The datastream was not merely
at
Travers’s fingertips, it responded to them as if he were playing an instrument. Elarne seemed to flow through him – or was it that he flew it like a living creature, an eagle so minutely aware of every shift in the windstream that he seemed to
be
the windstream? He did not know, but he knew this was what had addicted Vidal as if he had lived his whole life waiting for transspace.

And Marin was right. This ship handled much better than the simulated craft they were used to. Almost unlimited power gave Curtis the ability to cut closer to the tide, surfing on Arago fields that weathered the storming energies readily while the simulated driftship would have been warning of imminent mechanical failure.

They never heard a warning from the system. Engine and generator data was as sweet as Travers had ever seen from a hard-worked ship, and on the one occasion, when Marin cut critically close to a gravity well before he could slide up and around a ravel of temporal currents, the Arago projectors throttled up automatically, without protest.

Again Travers lost track of time in the thrill and rush of flight, and almost too soon the driftway was ahead of them. Marin was talking to Vaurien even then. “Driftway in five … let me find us a safe eddy, way out of the gravity currents.”

“Do that,” Vaurien’s voice whispered in Travers’s ears. “We’re not trusting Joss to even monitor transspace while you guys are on downtime. Hubler and Rodman might not be ready to fly, but they know what they’re looking at. They’ll take the first watch, and Fargo and Perlman the next. Mick and Jo are on standby, if we need a safe positioning maneuver.”

After which, Travers realized, Vidal and Queneau would be back in the tanks for the race to the next driftway. The process that would repeat over and over, until they exited the Odyssey Tide into the Hellgate driftway and began to hunt for a Class Five or Six event on the Orpheus Gate.
Home
.

“And I’m … out,” Marin reported as he boosted the Aragos at the apex of a rollercoaster turn and let the ship cruise out into the blue-gray shoals of the driftway. “Neil, what you got?”

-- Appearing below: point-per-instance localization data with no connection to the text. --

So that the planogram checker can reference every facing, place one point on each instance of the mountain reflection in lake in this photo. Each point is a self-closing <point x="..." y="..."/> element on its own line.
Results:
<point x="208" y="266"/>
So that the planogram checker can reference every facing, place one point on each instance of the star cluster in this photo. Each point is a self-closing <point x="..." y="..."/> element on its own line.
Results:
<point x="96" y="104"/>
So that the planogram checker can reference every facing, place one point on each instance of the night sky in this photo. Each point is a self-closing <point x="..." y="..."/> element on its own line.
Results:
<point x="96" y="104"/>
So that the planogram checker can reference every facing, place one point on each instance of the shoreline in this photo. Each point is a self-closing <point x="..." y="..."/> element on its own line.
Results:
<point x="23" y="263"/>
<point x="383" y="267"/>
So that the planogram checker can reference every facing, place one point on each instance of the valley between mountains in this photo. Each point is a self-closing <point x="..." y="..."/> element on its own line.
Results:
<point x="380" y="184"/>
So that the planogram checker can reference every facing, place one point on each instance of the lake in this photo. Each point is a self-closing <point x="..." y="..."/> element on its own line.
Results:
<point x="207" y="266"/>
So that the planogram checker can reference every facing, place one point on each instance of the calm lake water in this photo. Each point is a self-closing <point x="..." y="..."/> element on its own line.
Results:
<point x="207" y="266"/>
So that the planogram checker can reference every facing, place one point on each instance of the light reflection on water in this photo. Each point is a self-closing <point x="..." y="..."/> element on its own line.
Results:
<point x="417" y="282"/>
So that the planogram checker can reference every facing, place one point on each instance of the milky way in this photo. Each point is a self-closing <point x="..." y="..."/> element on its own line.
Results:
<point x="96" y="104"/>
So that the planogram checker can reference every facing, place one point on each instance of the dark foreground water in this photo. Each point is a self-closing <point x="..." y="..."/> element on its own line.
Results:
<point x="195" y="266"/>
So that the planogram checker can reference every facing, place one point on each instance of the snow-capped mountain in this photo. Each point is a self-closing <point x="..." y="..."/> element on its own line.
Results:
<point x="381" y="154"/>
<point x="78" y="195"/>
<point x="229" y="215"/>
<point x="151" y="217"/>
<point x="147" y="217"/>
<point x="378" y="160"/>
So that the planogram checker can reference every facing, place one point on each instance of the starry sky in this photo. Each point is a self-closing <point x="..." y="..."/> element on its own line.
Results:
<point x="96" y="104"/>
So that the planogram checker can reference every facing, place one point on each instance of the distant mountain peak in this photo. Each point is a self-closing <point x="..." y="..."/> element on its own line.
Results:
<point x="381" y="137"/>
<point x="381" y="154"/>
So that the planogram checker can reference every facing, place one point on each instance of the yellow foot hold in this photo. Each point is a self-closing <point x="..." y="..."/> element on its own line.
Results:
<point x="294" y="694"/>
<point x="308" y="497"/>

He was reading colors and eddying waveforms, looking for a stretch of
nothing
, a pool so quiet, a comm beacon would stay more or less in place. The ship cruised on, on inertia for several minutes before he saw the void he wanted. “Got it.” He streamed data to Marin.

With a single pulse from the drive the ship rolled over, and her mass and momentum took her past the last tendrils of gravity from the Odyssey Tide. Satisfied, Marin throttled the drive to standby, shut back one of the generators – the next in line for routine maintenance. Drones would already be deploying as he said into the loop,

“All secure. We’re showing a drift so slow, we shouldn’t be anywhere near the tide for days. You there, Roark?”

It was Rodman who answered. “Any time, Curtis.”

And Hubler: “You guys did good. That was a smooth ride.”

“That,” Marin added as the tanks opened, “was a whole lot easier than flying the simulator.”

“Mick knew it would be.” Travers sat up, took off the veeree set and groaned as he felt the stickiness of his clothes, the tightness of back and legs. He blinked his vision clear, focusing on the dimness of the hangar where Hubler and Rodman waited to stand the first watch.